Aunque eres responsable de ponerlo duro, no eres responsable de cuidarlo después.
—Pero fue mi culpa que se pusiera duro, y estás herido —murmuré, mis ojos completamente cerrados.
Sin embargo, esto era algo que sabía sin duda.
Cuando se ponía duro, tenía que ser yo quien lo hiciera suave de nuevo…
o si no…
Orgullo solo se rió antes de acercarme aún más a su pecho para que pudiera escuchar los dos latidos dentro de su pecho.
—Si pudiera volver en el tiempo y matar a tu Padre yo mismo, me aseguraría de que fuera castigado por todo lo que te hizo pasar.
Pero el sexo no es como él te dijo que era.
Ese era un viejo pervertido abusando de una chica que no sabía más.
No eres responsable de las acciones de otros, sin importar lo que digan.
Tómalo de un demonio.
Conozco bien los pecados, y tu Padre estaba saturado de ellos.
—¿Estás seguro?
—murmuré, ya más que medio dormida—.
¿No me meteré en problemas?
—No, Mon Ange —prometió Orgullo—.
Nunca te meterás en problemas conmigo, nunca.
Eres mi mujer perfecta, mi pareja perfecta.
Estoy aquí para darte placer…
y cuando sea el momento adecuado, podemos encontrar mi placer juntos.

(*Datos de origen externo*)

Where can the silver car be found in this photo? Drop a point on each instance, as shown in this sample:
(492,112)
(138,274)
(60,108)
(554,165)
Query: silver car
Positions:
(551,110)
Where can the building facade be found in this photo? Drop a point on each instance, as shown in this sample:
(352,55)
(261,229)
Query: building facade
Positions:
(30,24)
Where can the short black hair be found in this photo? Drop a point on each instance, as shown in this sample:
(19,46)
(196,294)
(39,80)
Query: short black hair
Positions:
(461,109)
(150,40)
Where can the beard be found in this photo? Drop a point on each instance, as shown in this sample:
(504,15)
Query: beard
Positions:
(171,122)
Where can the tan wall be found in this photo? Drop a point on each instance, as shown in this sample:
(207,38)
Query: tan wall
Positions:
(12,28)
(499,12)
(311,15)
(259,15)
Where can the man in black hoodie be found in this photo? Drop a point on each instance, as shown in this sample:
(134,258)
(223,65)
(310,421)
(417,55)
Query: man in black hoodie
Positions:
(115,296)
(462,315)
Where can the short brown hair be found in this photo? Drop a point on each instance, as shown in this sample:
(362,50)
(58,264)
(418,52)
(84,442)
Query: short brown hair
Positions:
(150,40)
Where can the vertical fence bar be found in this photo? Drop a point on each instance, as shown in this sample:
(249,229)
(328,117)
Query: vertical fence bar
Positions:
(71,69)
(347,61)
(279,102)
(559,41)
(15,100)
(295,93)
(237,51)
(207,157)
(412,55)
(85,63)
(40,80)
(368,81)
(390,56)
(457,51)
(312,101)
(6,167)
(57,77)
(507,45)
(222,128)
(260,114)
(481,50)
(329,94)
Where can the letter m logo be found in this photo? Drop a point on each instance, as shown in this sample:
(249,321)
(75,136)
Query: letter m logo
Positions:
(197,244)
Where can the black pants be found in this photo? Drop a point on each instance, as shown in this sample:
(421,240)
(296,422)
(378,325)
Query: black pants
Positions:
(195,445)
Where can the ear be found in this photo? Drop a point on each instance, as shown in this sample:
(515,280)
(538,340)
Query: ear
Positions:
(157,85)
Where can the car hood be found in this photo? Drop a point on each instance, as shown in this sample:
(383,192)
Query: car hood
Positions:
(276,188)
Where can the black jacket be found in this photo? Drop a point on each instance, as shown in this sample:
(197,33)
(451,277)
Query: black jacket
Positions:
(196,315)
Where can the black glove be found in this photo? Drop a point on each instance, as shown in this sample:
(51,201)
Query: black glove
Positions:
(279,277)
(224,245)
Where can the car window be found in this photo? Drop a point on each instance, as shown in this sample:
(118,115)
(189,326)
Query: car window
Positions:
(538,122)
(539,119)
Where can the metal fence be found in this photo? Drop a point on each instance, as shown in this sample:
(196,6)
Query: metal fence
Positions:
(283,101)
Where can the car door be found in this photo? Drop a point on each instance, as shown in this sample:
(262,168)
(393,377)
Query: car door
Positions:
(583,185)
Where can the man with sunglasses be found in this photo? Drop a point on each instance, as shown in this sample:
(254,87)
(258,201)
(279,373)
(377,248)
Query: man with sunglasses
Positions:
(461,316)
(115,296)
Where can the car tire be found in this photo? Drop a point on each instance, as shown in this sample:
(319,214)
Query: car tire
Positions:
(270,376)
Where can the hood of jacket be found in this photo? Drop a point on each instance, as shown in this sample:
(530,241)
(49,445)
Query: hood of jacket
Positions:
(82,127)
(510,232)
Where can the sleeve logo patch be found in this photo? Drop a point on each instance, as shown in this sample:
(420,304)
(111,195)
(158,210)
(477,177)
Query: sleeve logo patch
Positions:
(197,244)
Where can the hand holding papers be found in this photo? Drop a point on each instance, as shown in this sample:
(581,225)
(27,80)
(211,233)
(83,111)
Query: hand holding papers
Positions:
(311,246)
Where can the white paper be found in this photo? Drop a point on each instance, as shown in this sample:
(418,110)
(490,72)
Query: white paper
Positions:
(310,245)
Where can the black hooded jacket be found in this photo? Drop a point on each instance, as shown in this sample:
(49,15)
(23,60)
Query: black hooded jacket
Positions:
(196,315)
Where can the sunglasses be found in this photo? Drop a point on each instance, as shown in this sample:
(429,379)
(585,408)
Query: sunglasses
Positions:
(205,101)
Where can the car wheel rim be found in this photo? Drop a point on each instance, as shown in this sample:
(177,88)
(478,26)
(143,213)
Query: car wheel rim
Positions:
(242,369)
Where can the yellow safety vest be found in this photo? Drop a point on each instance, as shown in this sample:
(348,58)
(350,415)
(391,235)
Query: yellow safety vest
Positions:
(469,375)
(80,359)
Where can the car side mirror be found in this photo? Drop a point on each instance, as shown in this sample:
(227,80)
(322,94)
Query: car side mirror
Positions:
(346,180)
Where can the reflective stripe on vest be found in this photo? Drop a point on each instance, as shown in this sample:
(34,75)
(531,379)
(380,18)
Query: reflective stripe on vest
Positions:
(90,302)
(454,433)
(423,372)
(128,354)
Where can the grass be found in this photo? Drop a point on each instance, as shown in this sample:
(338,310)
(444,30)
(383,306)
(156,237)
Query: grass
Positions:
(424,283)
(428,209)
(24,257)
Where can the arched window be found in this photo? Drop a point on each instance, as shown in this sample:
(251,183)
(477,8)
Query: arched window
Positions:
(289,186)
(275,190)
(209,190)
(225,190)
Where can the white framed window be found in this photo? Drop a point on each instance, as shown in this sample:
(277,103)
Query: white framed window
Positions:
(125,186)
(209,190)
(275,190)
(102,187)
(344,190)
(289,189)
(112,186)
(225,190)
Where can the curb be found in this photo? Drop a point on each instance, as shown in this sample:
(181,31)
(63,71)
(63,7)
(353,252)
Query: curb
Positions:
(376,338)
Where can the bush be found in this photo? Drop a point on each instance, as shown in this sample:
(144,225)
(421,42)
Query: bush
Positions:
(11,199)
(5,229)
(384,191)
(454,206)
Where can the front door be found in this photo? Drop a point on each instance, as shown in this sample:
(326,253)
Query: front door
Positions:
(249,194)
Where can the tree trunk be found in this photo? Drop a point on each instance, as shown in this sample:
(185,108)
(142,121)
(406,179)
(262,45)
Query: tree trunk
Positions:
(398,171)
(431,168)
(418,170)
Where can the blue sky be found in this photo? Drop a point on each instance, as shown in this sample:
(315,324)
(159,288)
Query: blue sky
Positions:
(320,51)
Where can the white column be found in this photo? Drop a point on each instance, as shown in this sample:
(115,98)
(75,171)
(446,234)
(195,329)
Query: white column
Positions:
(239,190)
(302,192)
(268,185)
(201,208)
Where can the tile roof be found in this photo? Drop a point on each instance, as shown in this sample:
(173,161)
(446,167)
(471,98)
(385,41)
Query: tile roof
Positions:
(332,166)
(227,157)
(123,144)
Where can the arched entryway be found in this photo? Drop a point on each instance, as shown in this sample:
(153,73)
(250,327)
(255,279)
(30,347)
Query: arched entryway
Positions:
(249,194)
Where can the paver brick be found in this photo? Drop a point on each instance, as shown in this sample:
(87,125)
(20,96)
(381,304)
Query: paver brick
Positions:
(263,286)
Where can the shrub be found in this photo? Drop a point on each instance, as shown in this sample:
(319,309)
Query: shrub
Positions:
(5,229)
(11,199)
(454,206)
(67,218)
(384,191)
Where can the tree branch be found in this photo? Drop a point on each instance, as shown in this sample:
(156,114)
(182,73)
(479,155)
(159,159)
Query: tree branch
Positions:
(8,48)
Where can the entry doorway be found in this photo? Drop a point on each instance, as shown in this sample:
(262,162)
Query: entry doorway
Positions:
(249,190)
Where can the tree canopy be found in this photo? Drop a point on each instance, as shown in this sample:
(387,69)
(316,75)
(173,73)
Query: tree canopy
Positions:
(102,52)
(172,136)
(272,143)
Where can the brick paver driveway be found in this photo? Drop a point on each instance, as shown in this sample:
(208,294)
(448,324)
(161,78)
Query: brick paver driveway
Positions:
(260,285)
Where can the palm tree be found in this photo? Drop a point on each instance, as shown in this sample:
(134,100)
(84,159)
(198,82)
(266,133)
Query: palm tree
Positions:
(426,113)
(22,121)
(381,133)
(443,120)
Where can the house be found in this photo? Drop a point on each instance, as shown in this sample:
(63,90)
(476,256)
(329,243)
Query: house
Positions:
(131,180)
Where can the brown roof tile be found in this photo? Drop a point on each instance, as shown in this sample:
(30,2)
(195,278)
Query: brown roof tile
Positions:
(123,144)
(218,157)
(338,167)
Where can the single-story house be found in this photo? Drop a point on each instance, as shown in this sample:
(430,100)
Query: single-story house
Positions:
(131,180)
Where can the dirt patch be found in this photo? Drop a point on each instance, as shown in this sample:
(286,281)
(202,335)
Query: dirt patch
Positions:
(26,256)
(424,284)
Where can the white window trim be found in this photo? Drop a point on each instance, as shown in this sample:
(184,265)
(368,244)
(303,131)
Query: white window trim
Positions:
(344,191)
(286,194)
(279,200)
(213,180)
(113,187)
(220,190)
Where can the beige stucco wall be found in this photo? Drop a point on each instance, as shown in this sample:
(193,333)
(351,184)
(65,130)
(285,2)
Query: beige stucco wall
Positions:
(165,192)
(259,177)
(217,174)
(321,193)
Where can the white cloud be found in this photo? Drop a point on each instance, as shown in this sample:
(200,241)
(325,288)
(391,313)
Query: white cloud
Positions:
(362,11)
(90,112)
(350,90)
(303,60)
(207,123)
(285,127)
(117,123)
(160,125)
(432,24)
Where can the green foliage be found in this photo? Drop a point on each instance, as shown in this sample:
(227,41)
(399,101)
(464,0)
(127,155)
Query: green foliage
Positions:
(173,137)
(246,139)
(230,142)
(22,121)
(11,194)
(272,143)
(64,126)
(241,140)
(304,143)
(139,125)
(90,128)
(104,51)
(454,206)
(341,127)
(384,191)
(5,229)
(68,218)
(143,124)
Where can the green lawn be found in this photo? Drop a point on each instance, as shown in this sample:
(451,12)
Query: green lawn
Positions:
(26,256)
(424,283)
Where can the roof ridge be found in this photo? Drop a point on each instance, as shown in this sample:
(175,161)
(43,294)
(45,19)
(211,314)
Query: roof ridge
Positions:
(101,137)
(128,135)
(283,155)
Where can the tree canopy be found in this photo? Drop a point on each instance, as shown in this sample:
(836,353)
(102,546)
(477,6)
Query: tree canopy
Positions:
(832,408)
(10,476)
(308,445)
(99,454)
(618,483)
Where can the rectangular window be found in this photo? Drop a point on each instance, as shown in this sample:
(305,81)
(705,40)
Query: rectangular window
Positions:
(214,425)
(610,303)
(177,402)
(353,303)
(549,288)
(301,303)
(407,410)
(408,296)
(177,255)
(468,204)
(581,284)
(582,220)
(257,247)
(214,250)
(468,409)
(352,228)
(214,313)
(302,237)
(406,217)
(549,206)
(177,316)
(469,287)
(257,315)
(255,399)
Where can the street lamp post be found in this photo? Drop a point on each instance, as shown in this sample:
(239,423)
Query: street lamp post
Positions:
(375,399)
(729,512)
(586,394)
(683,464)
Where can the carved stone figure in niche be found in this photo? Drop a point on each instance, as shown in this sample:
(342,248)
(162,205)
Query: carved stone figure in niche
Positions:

Pero esto fue todo para ti.
Ahora…
cierra los ojos y duerme un poco.
No voy a ir a ninguna parte.
—-
—¿Qué carajo hiciste?
—gruñó Tanque tan pronto como entró en la oficina de Dante y olió el aroma de Hattie por toda la habitación.
Podía decir que ella se había venido, pero no podía oler a Dante…
¿significaba eso?
—Cerrarás tu boca antes de que la despiertes —se burló Dante, ahora en control total del cuerpo.
Hattie todavía estaba acurrucada en sus brazos mientras revisaba todo el papeleo en su escritorio.
Si bien estaba claro que Obispo había continuado llevando un registro de todos los suministros que entraban y salían, había muchos más suministros saliendo que entrando.
De hecho, los cinco años de suministros se habían reducido a solo dos años…
y eso lo enfurecía.
Él no recolectaba suministros para que cada maldito Tom, Dick y Sally tuviera acceso libre.
No, el punto entero de recolectar tanta mierda antes de que el mundo terminara era asegurarse de que él y los suyos tuvieran todo lo que necesitaban mientras pasaban el primer año del apocalipsis.
Pero ese primer año iba a terminar en unos meses, y ahora, no tendría suficiente para pasar el segundo y tercer año.
Maldito Obispo.
¿En qué estaba pensando?
El hombre había gobernado a su lado durante años antes de que golpeara el apocalipsis, y Dante no había visto ni un poco de este lado más suave.
De hecho, Obispo era casi un maestro en torturar personas y matar rivales.
Pero cuando era importante, el maldito cabrón se dobló como un mazo de cartas.